Pour comprendre ce qui se passe, il faut d’abord savoir ce qu’est un éternuement. Ce n’est pas juste un « atchoum » sonore. C’est en réalité un réflexe complexe et puissant déclenché par une irritation des muqueuses nasales. Le but ? Expulser violemment l’intrus (poussière, pollen, virus) hors de vos voies respiratoires.

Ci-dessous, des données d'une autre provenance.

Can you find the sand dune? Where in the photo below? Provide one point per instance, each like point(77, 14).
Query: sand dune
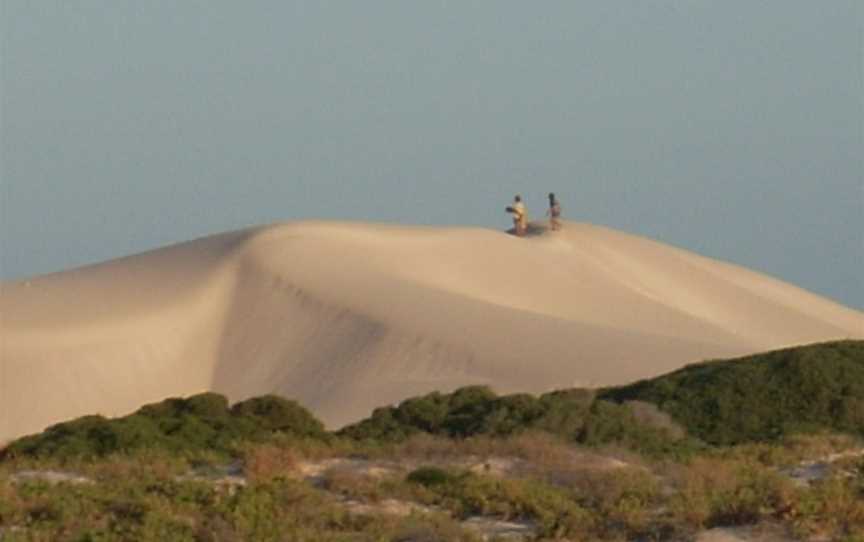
point(346, 317)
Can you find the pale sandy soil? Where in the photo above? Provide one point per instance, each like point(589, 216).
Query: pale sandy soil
point(346, 317)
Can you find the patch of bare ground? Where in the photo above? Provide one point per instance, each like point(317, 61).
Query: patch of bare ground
point(750, 533)
point(843, 464)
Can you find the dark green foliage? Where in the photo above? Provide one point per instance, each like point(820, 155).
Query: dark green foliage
point(278, 414)
point(428, 476)
point(762, 397)
point(476, 410)
point(200, 422)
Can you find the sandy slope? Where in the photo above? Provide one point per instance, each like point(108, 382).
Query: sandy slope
point(346, 317)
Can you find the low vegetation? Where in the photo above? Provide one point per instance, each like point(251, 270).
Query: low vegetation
point(762, 397)
point(715, 444)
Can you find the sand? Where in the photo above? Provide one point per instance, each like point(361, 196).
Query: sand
point(345, 317)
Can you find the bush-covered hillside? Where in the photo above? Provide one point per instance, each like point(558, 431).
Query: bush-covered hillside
point(574, 414)
point(200, 422)
point(764, 396)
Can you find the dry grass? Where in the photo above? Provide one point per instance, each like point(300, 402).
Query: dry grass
point(267, 461)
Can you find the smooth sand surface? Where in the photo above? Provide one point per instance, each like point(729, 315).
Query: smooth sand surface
point(345, 317)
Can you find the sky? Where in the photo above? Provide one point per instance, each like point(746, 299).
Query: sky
point(731, 128)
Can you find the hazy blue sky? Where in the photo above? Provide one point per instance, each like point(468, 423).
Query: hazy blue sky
point(733, 128)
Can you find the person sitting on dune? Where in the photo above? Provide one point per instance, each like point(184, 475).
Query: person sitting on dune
point(554, 213)
point(520, 216)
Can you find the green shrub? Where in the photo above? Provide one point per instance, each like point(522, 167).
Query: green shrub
point(762, 397)
point(199, 423)
point(428, 476)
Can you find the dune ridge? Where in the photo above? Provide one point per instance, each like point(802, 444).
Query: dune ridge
point(345, 317)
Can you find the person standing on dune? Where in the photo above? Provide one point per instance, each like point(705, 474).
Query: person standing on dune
point(554, 213)
point(520, 216)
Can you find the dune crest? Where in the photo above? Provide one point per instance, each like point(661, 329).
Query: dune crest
point(345, 317)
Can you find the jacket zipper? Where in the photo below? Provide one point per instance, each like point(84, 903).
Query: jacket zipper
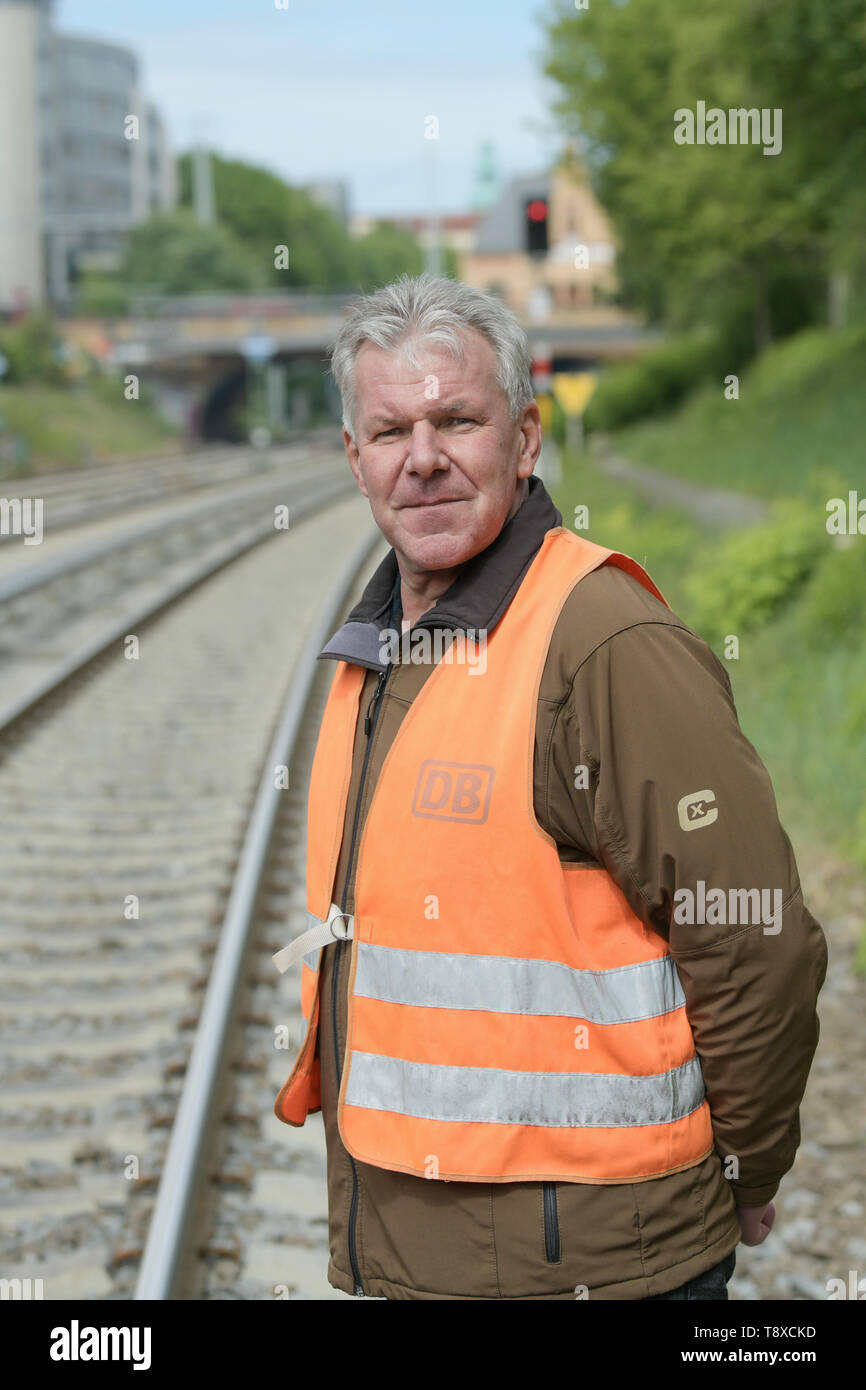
point(552, 1247)
point(341, 948)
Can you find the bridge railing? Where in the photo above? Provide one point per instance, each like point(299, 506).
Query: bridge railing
point(268, 305)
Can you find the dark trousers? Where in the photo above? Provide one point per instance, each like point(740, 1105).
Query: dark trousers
point(712, 1283)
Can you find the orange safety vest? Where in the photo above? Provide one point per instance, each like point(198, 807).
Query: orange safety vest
point(510, 1018)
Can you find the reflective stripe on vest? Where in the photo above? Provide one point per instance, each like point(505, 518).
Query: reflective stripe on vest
point(510, 1018)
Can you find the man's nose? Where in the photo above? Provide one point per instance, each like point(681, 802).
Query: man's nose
point(426, 452)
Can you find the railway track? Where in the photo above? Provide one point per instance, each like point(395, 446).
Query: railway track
point(84, 495)
point(125, 795)
point(56, 609)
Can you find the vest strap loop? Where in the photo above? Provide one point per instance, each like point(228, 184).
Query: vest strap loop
point(339, 926)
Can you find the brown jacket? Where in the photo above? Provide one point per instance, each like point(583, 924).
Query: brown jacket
point(642, 704)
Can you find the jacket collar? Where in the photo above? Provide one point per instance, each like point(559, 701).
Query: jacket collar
point(476, 599)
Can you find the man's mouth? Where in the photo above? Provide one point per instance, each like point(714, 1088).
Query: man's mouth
point(437, 502)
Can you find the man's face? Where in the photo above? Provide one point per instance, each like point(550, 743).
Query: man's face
point(437, 452)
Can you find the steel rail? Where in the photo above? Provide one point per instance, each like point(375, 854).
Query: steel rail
point(117, 628)
point(28, 578)
point(180, 1184)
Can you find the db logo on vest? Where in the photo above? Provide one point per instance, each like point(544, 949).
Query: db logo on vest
point(453, 791)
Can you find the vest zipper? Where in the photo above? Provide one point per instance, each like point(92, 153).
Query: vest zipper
point(341, 948)
point(552, 1247)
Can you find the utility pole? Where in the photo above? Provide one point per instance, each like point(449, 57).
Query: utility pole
point(202, 180)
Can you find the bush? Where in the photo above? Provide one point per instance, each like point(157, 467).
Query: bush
point(834, 605)
point(755, 573)
point(31, 348)
point(655, 382)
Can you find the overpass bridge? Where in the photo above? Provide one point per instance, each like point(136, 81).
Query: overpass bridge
point(218, 363)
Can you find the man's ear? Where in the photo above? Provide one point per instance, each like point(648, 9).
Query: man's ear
point(530, 439)
point(355, 460)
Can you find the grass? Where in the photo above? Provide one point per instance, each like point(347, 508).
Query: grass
point(67, 428)
point(801, 414)
point(799, 598)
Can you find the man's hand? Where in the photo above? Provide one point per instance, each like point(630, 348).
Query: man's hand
point(755, 1223)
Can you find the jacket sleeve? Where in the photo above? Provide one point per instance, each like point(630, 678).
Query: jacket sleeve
point(676, 798)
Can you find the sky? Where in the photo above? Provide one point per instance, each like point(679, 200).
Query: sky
point(342, 88)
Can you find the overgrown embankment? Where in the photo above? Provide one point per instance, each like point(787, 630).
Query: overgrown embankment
point(783, 602)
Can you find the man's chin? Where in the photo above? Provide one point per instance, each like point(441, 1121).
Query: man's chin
point(439, 551)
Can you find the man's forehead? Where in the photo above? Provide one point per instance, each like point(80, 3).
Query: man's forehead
point(385, 373)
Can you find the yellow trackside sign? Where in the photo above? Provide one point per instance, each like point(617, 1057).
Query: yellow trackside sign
point(573, 389)
point(545, 410)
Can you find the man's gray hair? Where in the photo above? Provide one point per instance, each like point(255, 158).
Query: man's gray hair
point(431, 309)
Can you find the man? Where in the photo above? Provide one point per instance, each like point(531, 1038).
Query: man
point(558, 1048)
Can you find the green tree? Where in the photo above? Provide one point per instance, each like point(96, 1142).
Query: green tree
point(266, 213)
point(384, 253)
point(709, 232)
point(173, 253)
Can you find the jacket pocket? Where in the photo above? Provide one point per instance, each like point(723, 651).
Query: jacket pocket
point(552, 1244)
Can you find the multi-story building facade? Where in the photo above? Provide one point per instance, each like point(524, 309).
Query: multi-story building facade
point(88, 156)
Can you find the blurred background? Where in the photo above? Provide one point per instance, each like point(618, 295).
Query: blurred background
point(191, 192)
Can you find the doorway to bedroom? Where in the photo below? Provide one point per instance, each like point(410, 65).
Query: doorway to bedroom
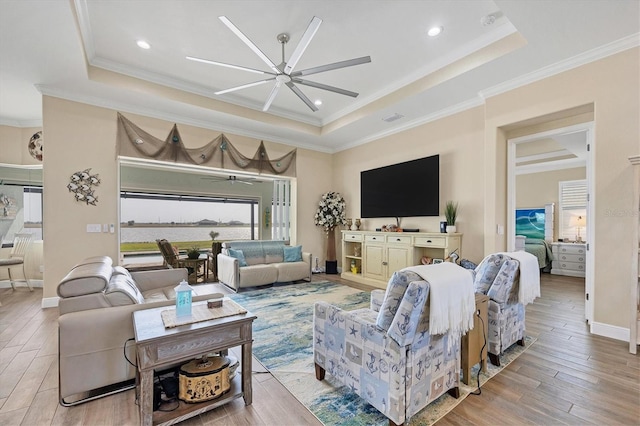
point(549, 208)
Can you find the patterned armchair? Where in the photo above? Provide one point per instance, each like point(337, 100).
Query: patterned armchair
point(498, 276)
point(385, 353)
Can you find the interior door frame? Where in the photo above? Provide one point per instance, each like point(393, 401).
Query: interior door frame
point(588, 128)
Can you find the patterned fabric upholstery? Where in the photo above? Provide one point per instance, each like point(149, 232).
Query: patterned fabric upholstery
point(506, 315)
point(487, 272)
point(395, 291)
point(399, 372)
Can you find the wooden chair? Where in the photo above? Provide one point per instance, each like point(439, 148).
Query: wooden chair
point(21, 245)
point(171, 258)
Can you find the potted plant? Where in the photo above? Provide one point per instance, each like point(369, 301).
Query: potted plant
point(331, 213)
point(193, 252)
point(450, 214)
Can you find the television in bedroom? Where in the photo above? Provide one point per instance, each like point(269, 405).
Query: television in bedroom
point(405, 189)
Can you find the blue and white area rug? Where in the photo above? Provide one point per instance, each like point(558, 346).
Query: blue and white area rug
point(283, 334)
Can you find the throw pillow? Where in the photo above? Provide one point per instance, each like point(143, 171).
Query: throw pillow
point(502, 285)
point(293, 254)
point(486, 272)
point(398, 284)
point(238, 254)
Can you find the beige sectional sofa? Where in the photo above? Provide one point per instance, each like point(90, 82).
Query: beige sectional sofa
point(260, 262)
point(95, 323)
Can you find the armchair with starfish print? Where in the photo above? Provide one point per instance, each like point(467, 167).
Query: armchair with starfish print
point(386, 353)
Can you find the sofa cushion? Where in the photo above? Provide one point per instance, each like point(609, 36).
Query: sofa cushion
point(398, 284)
point(292, 254)
point(122, 290)
point(254, 275)
point(85, 278)
point(291, 271)
point(238, 254)
point(273, 251)
point(501, 287)
point(487, 271)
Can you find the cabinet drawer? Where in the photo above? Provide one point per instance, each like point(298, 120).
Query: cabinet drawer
point(579, 258)
point(352, 237)
point(399, 239)
point(431, 241)
point(374, 238)
point(569, 266)
point(571, 249)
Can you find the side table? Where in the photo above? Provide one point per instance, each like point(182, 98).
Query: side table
point(158, 347)
point(473, 341)
point(196, 264)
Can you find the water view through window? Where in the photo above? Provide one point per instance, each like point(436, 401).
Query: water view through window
point(188, 220)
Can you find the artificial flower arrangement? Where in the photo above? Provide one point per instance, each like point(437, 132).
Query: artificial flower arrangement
point(331, 211)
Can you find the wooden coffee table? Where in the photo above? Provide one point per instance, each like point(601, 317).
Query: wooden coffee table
point(473, 341)
point(159, 348)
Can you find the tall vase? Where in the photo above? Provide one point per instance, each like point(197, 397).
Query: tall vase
point(331, 263)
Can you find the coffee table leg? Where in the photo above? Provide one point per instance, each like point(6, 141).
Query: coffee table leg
point(146, 398)
point(246, 373)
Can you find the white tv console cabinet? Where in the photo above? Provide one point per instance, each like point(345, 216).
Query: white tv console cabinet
point(377, 255)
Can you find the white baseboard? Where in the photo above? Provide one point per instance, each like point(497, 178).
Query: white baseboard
point(34, 283)
point(50, 302)
point(611, 331)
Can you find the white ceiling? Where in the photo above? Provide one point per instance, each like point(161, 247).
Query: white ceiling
point(85, 50)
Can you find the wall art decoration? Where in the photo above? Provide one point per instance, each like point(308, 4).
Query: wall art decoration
point(36, 146)
point(8, 207)
point(82, 184)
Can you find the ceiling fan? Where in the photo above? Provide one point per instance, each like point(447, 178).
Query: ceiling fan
point(233, 179)
point(284, 73)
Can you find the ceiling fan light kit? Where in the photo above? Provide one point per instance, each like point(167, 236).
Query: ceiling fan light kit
point(283, 73)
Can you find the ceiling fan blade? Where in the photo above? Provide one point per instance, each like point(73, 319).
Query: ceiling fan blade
point(272, 95)
point(244, 86)
point(222, 64)
point(334, 66)
point(326, 87)
point(249, 43)
point(303, 44)
point(302, 96)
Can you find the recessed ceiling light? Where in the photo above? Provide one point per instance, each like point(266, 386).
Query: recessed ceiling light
point(143, 44)
point(434, 31)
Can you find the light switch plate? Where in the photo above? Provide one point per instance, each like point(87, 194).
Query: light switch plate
point(94, 227)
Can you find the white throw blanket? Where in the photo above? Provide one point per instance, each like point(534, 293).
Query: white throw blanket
point(452, 300)
point(529, 287)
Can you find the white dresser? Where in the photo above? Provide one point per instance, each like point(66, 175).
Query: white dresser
point(569, 259)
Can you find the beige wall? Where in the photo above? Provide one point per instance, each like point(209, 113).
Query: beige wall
point(80, 136)
point(458, 140)
point(537, 189)
point(472, 146)
point(612, 86)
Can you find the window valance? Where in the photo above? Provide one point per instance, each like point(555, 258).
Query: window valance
point(132, 141)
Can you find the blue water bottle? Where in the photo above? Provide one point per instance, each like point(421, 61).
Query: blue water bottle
point(183, 299)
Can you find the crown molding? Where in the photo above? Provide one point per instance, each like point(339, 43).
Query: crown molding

Un réflexe en plusieurs étapes
- Inspiration profonde : Vous prenez une grande bouffée d’air, ce qui gonfle vos poumons.
- Fermeture de la glotte : La glotte (l’ouverture entre les cordes vocales) se referme brusquement, bloquant l’air dans vos poumons.
- Contraction des muscles : Les muscles de votre cage thoracique et de votre abdomen se contractent violemment, comprimant l’air emprisonné.
- Ouverture explosive : La glotte s’ouvre soudainement, libérant l’air à une vitesse pouvant atteindre 160 km/h.
C’est cette pression énorme qui est à l’origine de la confusion. Cette pression ne se limite pas aux poumons : elle se transmet à tout le thorax, y compris au cœur et aux gros vaisseaux sanguins. Résultat : le retour veineux vers le cœur est brièvement perturbé, et le cœur peut modifier son rythme pendant un instant. Mais il ne s’arrête jamais.